Friday, January 19, 2024

Barr Point Fog Signal - duelling poets


The fog-bell as taken by Sir Robert Ball on a Commissioner of Irish Lights inspection tour around 1908 when the bell was comparatively new. Photograph from CIL Album 7 in the National Library of Ireland

The Fog Bell

Gloomily through the white sea fog
   Comes the boom of the Barr Point Bell,
Telling at regular intervals
   The warning it has to tell;
It warns the mariner far at sea
   Of the crags at its rocky base,
And the helmsman hears and quickly steers
   Clear of this dangerous place.

For the white sea-mist, the grey sea-mist
   That blots out Isle Magee
Is creeping, slowly creeping
   O'er the harbour and the sea.

Short is the time since a sturdy ship
   Was rent on those cruel teeth.
And the gallant crew went down to their fates
   With the white sea spume for a wreath.
Loudly, loudly, the fog-bell tolled
   Through the gale and the murky gloom.
Not steam nor sail could fight that gale
   And the vessel was dashed to her doom.

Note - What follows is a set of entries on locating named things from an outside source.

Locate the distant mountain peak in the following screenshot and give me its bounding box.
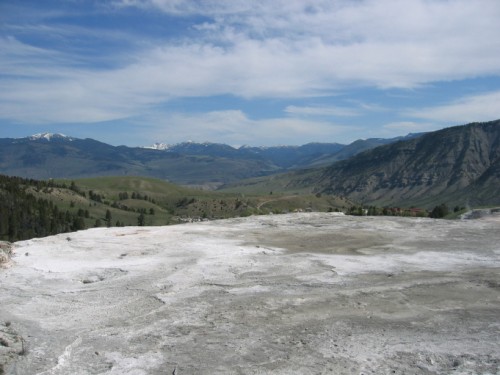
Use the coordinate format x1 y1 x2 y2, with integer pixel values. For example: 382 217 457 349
142 142 170 150
28 133 74 141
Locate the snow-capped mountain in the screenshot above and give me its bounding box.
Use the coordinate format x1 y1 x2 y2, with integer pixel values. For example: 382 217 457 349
142 142 170 151
28 133 75 141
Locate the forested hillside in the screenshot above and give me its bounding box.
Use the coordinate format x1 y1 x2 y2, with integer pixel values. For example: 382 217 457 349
0 175 85 241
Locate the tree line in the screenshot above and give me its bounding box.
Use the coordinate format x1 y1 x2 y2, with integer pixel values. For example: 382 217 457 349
0 175 85 241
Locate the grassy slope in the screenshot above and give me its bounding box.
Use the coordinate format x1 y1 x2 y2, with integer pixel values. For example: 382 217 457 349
52 177 352 226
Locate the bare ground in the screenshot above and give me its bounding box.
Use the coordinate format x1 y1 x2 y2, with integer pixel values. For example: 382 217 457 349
0 213 500 375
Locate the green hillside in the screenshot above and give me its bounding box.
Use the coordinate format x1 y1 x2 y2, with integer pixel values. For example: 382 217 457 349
0 175 352 241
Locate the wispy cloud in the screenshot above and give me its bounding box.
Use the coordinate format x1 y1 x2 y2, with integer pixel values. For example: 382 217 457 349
138 110 356 146
0 0 500 143
406 91 500 124
285 105 360 117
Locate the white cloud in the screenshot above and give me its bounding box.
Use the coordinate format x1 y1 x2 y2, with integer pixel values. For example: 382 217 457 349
285 105 360 117
405 91 500 125
139 110 354 145
0 0 500 129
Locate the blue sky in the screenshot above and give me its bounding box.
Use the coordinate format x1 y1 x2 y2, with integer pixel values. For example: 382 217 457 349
0 0 500 146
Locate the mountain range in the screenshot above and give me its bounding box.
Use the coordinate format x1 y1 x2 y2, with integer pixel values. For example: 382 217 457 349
0 120 500 207
233 120 500 207
0 133 414 189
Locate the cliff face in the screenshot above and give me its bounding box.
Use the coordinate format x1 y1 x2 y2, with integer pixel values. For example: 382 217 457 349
316 120 500 204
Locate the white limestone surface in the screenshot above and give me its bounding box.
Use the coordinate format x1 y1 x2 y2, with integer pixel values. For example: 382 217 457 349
0 213 500 375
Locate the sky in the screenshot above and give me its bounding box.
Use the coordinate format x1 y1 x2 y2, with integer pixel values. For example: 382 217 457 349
0 0 500 146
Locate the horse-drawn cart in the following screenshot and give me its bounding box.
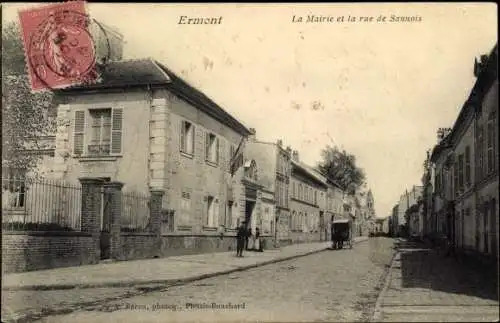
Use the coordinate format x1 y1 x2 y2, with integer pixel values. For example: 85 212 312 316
332 219 353 249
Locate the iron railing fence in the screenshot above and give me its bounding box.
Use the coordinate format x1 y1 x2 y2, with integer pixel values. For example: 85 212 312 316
121 192 151 232
2 176 82 231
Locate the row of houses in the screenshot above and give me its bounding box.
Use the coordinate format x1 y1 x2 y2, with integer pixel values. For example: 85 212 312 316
391 45 499 264
3 27 375 269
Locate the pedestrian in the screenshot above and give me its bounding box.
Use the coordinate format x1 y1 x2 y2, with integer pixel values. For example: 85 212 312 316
245 228 252 251
254 228 264 252
236 222 247 257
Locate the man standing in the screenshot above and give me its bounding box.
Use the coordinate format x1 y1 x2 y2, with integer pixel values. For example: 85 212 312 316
236 222 247 257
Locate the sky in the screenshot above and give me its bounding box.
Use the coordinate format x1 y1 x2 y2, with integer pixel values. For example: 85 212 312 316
2 3 498 217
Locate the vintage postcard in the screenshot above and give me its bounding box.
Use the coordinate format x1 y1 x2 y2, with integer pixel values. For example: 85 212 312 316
1 1 499 323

For the white sea-mist, the grey sea-mist
   That blots out Isle Magee
Is creeping, slowly creeping
   O'er the harbour and the sea.

As I listen its gloomy monotone
   That through the night air floats,
It seems to me as though ghostly hands
   Were tolling those mournful notes:
As if those who had died in the wrath of the sea
   Had come back to earth once more
And were warning their fellow sailormen
   Away from that rock-bound shore.

The anonymous poem above appeared in the Larne Times of 15th June 1907. It was written in response to "Nemo," a columnist who had published the following poem in his Larne Times column, the previous week.

A Suggestion

Oh, hang that blethering Barr's Point Bell,
   With its mournful, monotonous note.
And hang the groans and the dismal moans
   That come from its rusty throat.
If, far, far out on the rolling deep,
   A glimpse of fog's in sight,
It starts its dolorous monotone
   And I get no sleep at night.

It gets on my nerves with its boom-boom-boom.
   It gives me the 'blues' with its croak;
When it starts to ring, I consign the thing
   To regions of sulphurous smoke.
Yes, really and truly, dear reader,
   It's enough to make one swear;
But seeing it's there for the sailorman's good,
   I suppose I must grin and bear.

But still, I have a suggestion to make,
   Though it mightn't improve the thing much.
Why don't they arrange for the Bell to play
   Light opera music as such?
And, every summer evening,
   They could make it sweetly play.
The Stranraer boat could go gracefully past
   To the tune of 'Sail Away.'

It could tinkle of 'Diamonds in Amsterdam
   By the side of the Zuyder Zee,'
Play 'Home Sweet Home' for those fortunate folk
   Who summer in Islandmagee.
It could boom to the sailors in deep-toned notes
   Of a 'Life on the Rolling Deep.'
It could hush us to rest in the eventide
   With the strains of 'Sing me to Sleep.'

The Barr Point Fog Bell was erected on the Islandmagee side of the approach to Larne Harbour on the next headland up from Ferris Point. According to a Notice to Mariners on 1st March 1905, the bell had been established already and would be rung once every ten seconds in thick or foggy weather. It was, it said, suspended from the top of an open iron framework 40 feet high. Judging by the photo at the top of the page, it doesn't look six keepers high to me!
Even by 1906 (Londonderry Sentinel 23rd June) it was already facing calls to have it moved to Skernaghan Point (the next headland up) on the grounds that "its present position is unsuitable, as the sound is carried in the wrong direction, and does not go far enough out to sea."
However, the fog-bell persevered until the end of 1931, when it was replaced by the old fog-gun from Rue Point on Rathlin Island, much to the local population's dismay. As the Larne Times commented, "It is well to remember that there were also many complaints when the 'mournful bell' was installed and that constant familiarity deadened the first distaste."

The present-day fog-signal station at Barr Point, discontinued since 2006, flanked by two sultry Maidens


  1. Excellent.
    Though, in fairness, Nemo’s poem was much better.

  2. Hmm, tricky one, John. I actually feel Anon has more feel for the meter than Nemo!